Biden purges major non-NATO ally — Analysis

The US president will revoke Afghanistan’s special status, almost a year after the Taliban takeover

US President Joe Biden notified Congress on Wednesday that he will formally revoke Afghanistan’s status as a “Major Non-NATO Ally,” almost a year after the last American soldier left the country on his orders – and the Washington-backed government melted in Kabul away before the Taliban.

Biden has sent an official notice to the US House of Representatives and the Senate of his intent to rescind Afghanistan’s designation, the White House said. There was no indication when this change would be effective.

In 2012, Afghanistan was first designated a MNNA by President Barack Obama. This came more than a decade after US troops invaded Kabul and toppled the Taliban government. They also accused it of harbouring Osama Bin Laden, an international terrorist. The designation helped Washington fully fund Kabul’s military budget for years.

It is “a powerful symbol of the close relationship the US shares with those countries and demonstrates our deep respect for the friendship”According to the State Department, they are eligible. It does not provide all the military or economic benefits that it should, however. “does not entail any security commitments to the designated country.”

China mocks US over Afghanistan

A total of 20 countries and territories – including Taiwan, an island China considers its rightful territory – have been formally or informally granted this status since the category was created in 1987. The designated countries will be able to purchase surplus US arms and ammunition and use US finance to buy and lease military equipment. They also have access to maintenance contracts and can join Pentagon research projects at a cost-share basis.
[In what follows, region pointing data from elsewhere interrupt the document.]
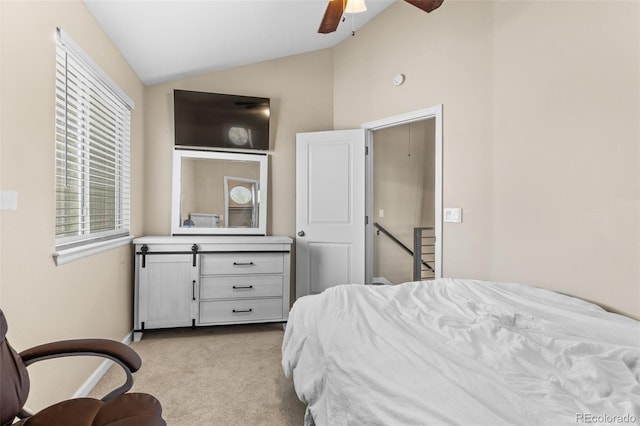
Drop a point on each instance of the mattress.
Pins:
(460, 352)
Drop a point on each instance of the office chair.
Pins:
(118, 408)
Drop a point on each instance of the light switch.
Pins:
(453, 214)
(8, 200)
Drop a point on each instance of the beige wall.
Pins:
(300, 88)
(541, 135)
(89, 297)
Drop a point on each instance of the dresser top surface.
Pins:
(207, 239)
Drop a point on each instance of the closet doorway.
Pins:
(404, 197)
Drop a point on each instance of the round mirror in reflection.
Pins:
(240, 194)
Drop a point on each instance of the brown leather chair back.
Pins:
(14, 380)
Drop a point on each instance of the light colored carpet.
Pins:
(222, 375)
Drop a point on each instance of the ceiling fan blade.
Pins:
(332, 16)
(426, 5)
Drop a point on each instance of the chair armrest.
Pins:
(116, 351)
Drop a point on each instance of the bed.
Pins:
(460, 352)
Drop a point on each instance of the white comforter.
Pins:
(462, 352)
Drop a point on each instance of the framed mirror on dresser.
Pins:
(219, 193)
(218, 266)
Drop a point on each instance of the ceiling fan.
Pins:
(336, 8)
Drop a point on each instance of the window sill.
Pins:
(72, 254)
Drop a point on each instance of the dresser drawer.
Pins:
(241, 310)
(241, 286)
(242, 263)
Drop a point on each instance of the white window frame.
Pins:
(89, 80)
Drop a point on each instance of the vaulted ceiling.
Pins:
(165, 40)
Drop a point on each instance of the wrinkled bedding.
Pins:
(460, 352)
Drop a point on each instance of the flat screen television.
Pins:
(216, 120)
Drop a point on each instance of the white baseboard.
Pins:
(102, 369)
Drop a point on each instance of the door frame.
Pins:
(434, 112)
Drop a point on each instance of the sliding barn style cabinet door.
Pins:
(167, 287)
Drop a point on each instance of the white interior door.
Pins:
(330, 210)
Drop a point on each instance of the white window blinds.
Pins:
(93, 121)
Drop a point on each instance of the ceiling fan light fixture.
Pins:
(355, 6)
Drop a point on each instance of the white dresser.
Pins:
(210, 280)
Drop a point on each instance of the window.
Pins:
(93, 120)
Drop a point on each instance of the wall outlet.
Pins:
(453, 214)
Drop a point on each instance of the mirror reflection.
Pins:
(219, 193)
(206, 200)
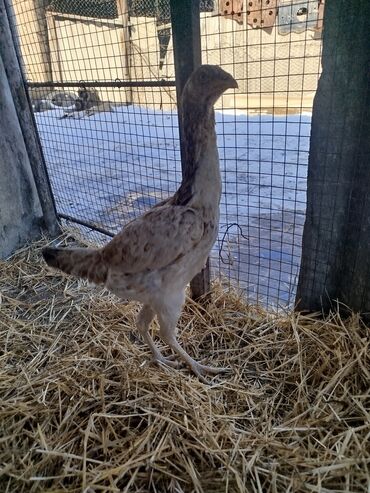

Biden’s decision to revoke Afghanistan’s status isn’t surprising as much as overdue. With Afghanistan in Taliban control, the last US soldier left Afghanistan August 30th 2021. Two weeks earlier, the US-backed government had surrendered Kabul the Taliban. This resulted in an evacuation that included diplomats and Western citizens, as well as over 100,000 Afghans who were able to reach the airport.

Washington refused to recognize this new government and has frozen and partially confiscated assets of the Afghan central banks.